Muara Enim – kabarhukumsriwijaya.com_Aktivitas perusahaan kelapa sawit PT Indralaya Agro Lestari (IAL) kembali menuai sorotan publik. Setelah sebelumnya ramai soal dugaan pencemaran sungai dan kerusakan jalan akibat aktivitas angkutan sawit, kini muncul keluhan baru terkait hak-hak ketenagakerjaan karyawan yang dinilai tidak manusiawi.
Rabu (23/10/2025).
Sejumlah warga dan mantan pekerja menyebut, pihak perusahaan terkesan abai terhadap kesejahteraan tenaga kerja. “Kami kerja di pabrik seharian, tapi gaji sering telat dan tidak ada jaminan kesehatan,” ujar salah satu pekerja yang enggan disebut namanya saat ditemui di wilayah Kecamatan Muara Belida,
Menurut keterangan warga sekitar, aktivitas angkutan sawit perusahaan juga telah merusak infrastruktur jalan desa. Jalan penghubung antar dusun yang sebelumnya bisa dilalui kendaraan umum, kini dipenuhi lubang dan lumpur akibat lalu-lalang truk bermuatan berat milik PT IAL. Bahkan, belum lama ini satu unit truk perusahaan terguling di jalur utama, menambah keresahan masyarakat.

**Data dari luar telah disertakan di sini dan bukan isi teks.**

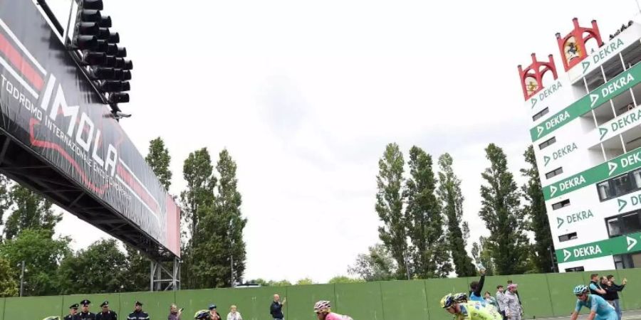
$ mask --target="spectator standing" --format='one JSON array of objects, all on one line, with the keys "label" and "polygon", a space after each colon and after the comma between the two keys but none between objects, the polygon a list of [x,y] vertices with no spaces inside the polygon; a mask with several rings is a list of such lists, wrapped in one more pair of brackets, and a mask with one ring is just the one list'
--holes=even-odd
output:
[{"label": "spectator standing", "polygon": [[170,306],[170,314],[167,316],[167,320],[180,320],[180,316],[182,315],[182,309],[178,309],[178,306],[172,304]]},{"label": "spectator standing", "polygon": [[83,311],[78,315],[78,319],[80,320],[95,320],[95,314],[89,311],[90,304],[91,304],[91,302],[86,299],[80,302],[80,305],[83,306]]},{"label": "spectator standing", "polygon": [[[623,278],[623,282],[621,282],[621,285],[618,285],[615,283],[615,277],[612,274],[608,274],[607,277],[608,279],[608,287],[605,288],[606,292],[606,301],[608,301],[611,299],[613,306],[615,307],[615,310],[617,311],[617,318],[618,320],[621,320],[621,316],[622,314],[621,313],[621,305],[619,303],[619,292],[623,291],[623,288],[625,287],[625,284],[627,283],[627,279]],[[608,302],[610,302],[608,301]]]},{"label": "spectator standing", "polygon": [[505,292],[503,284],[496,286],[496,303],[499,304],[499,313],[503,316],[503,320],[505,320]]},{"label": "spectator standing", "polygon": [[95,320],[118,320],[118,315],[109,309],[109,302],[105,301],[100,304],[103,311],[95,315]]},{"label": "spectator standing", "polygon": [[599,284],[599,274],[598,273],[593,273],[590,275],[590,285],[588,286],[588,288],[590,289],[590,294],[595,294],[602,298],[605,294],[605,290]]},{"label": "spectator standing", "polygon": [[492,297],[489,291],[485,292],[485,303],[489,306],[494,306],[494,308],[496,308],[496,310],[499,310],[499,303],[496,302],[496,299]]},{"label": "spectator standing", "polygon": [[287,298],[285,298],[281,303],[281,296],[278,294],[273,295],[273,302],[271,303],[271,306],[269,307],[269,313],[271,314],[271,318],[273,320],[283,320],[285,319],[285,316],[283,315],[283,306],[285,306],[286,303]]},{"label": "spectator standing", "polygon": [[149,320],[149,314],[142,311],[142,303],[137,301],[134,311],[129,314],[127,320]]},{"label": "spectator standing", "polygon": [[516,294],[516,284],[508,286],[508,292],[505,294],[505,315],[510,320],[521,320],[523,309]]},{"label": "spectator standing", "polygon": [[216,311],[216,304],[209,304],[209,317],[211,320],[220,320],[220,314]]},{"label": "spectator standing", "polygon": [[243,316],[236,309],[236,306],[231,305],[231,307],[229,308],[229,313],[227,314],[227,320],[243,320]]},{"label": "spectator standing", "polygon": [[[512,284],[512,280],[508,279],[508,286]],[[521,308],[523,309],[523,303],[521,302],[521,295],[518,294],[518,290],[514,289],[514,294],[516,294],[516,297],[518,297],[518,304],[521,304]]]},{"label": "spectator standing", "polygon": [[80,316],[78,315],[78,304],[73,304],[69,306],[69,314],[65,316],[65,320],[78,320]]},{"label": "spectator standing", "polygon": [[481,279],[479,281],[473,281],[469,284],[469,301],[484,302],[481,292],[483,290],[483,284],[485,283],[485,269],[481,269]]}]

Lebih parah lagi, warga Desa Gedung Buruk menuding limbah pabrik sawit PT IAL mencemari aliran Sungai Musi selama bertahun-tahun. Air sungai yang dulunya digunakan untuk mandi dan mencuci kini berubah warna dan berbau menyengat.

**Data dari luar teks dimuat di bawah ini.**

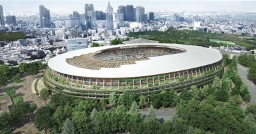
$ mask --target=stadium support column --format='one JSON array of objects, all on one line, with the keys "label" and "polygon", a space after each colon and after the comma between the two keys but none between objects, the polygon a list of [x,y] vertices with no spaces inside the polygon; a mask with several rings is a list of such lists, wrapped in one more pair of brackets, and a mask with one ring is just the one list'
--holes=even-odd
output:
[{"label": "stadium support column", "polygon": [[155,78],[153,77],[153,85],[155,86]]},{"label": "stadium support column", "polygon": [[66,85],[68,83],[68,75],[66,75]]},{"label": "stadium support column", "polygon": [[132,78],[132,89],[134,89],[134,78]]},{"label": "stadium support column", "polygon": [[125,79],[125,89],[126,90],[127,88],[127,80]]},{"label": "stadium support column", "polygon": [[84,80],[83,80],[83,89],[84,89]]},{"label": "stadium support column", "polygon": [[89,90],[90,87],[91,87],[91,78],[89,79]]},{"label": "stadium support column", "polygon": [[169,81],[170,81],[170,75],[169,74]]},{"label": "stadium support column", "polygon": [[164,76],[164,79],[165,79],[165,76]]},{"label": "stadium support column", "polygon": [[149,87],[149,81],[147,81],[147,88]]},{"label": "stadium support column", "polygon": [[103,89],[105,89],[105,79],[103,79]]},{"label": "stadium support column", "polygon": [[140,78],[140,87],[141,89],[141,79]]},{"label": "stadium support column", "polygon": [[120,87],[120,81],[119,81],[119,79],[118,79],[118,90],[119,90],[119,87]]},{"label": "stadium support column", "polygon": [[[205,74],[205,70],[203,70],[203,74]],[[200,76],[201,76],[201,74],[200,74]]]},{"label": "stadium support column", "polygon": [[70,87],[71,87],[71,85],[73,85],[73,77],[74,77],[74,76],[72,76],[72,78],[71,78],[71,84],[70,84]]},{"label": "stadium support column", "polygon": [[112,90],[112,79],[110,79],[110,90]]}]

“Dulu kami bisa minum air sungai, sekarang perlu diberi obat air supaya lebih sehat, Ikan pun susah didapat,” keluh salah satu warga, seraya berharap pemerintah turun tangan menindak tegas pihak perusahaan.
Sementara itu, hingga berita ini diterbitkan, pihak perusahaan belum memberikan klarifikasi resmi. Upaya konfirmasi yang dilakukan tim redaksi Kabar Hukum Sriwijaya melalui pesan WhatsApp kepada pihak CSR, PT Indralaya Agro Lestari belum mendapat tanggapan.

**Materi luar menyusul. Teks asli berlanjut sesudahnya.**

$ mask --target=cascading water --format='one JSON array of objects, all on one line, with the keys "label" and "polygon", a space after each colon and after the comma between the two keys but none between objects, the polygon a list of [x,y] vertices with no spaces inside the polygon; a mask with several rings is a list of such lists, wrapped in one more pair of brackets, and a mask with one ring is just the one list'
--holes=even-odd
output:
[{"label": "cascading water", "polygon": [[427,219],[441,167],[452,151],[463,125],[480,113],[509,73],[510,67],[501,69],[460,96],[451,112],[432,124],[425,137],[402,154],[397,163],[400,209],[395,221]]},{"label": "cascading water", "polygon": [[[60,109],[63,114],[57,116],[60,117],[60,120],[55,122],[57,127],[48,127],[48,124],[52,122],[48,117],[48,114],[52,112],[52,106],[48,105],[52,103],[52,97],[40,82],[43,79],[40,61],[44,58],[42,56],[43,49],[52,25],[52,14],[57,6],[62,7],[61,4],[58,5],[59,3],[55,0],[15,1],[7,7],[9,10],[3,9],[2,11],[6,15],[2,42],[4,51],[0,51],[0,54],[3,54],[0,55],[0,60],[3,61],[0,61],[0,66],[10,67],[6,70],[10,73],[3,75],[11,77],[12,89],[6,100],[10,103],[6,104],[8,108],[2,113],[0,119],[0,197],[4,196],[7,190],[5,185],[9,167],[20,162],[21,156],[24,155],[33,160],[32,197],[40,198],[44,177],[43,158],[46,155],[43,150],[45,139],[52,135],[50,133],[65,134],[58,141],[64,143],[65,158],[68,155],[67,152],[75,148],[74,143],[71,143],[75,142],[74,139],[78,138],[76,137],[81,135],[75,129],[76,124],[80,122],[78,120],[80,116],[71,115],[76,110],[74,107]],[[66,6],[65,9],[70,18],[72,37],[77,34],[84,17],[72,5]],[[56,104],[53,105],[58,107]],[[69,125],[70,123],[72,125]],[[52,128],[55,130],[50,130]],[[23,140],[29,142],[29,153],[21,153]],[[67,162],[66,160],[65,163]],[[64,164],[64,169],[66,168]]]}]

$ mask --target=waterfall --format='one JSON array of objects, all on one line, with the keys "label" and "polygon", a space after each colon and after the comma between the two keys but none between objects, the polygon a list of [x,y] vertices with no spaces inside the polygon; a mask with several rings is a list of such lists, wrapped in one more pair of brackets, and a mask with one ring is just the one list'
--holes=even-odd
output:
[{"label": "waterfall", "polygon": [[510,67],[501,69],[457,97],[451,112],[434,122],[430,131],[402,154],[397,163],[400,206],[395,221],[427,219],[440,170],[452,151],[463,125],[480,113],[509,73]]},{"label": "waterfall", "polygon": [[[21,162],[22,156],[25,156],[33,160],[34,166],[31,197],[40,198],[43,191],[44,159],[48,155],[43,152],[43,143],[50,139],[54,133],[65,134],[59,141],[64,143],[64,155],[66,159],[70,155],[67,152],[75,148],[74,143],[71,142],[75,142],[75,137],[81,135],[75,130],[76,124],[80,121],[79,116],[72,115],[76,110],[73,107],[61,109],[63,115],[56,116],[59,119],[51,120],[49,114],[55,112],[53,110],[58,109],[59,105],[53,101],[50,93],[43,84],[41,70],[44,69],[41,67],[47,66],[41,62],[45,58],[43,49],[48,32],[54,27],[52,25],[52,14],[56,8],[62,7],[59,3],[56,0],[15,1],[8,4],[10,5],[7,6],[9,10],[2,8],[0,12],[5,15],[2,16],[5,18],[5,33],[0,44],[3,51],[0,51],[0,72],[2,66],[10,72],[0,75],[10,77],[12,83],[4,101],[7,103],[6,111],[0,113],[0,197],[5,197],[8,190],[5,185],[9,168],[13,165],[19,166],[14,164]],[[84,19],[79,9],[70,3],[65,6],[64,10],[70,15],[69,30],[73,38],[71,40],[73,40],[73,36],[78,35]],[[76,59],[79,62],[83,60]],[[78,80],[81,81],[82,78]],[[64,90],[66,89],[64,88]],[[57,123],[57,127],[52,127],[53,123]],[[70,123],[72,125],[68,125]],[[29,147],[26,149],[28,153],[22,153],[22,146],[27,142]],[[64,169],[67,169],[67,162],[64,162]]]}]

Aktivis lingkungan dan tenaga kerja menilai pemerintah daerah harus segera turun tangan. “Kasus seperti ini tidak bisa dibiarkan. Jika benar terjadi pelanggaran lingkungan dan ketenagakerjaan, maka harus ada sanksi tegas,” ujar salah satu pemerhati lingkungan Ogan Ilir.
Masyarakat kini menanti langkah nyata dari Dinas Lingkungan Hidup dan Dinas Tenaga Kerja Kabupaten Ogan Ilir, agar tidak terkesan tutup mata terhadap persoalan yang sudah berlangsung lama ini.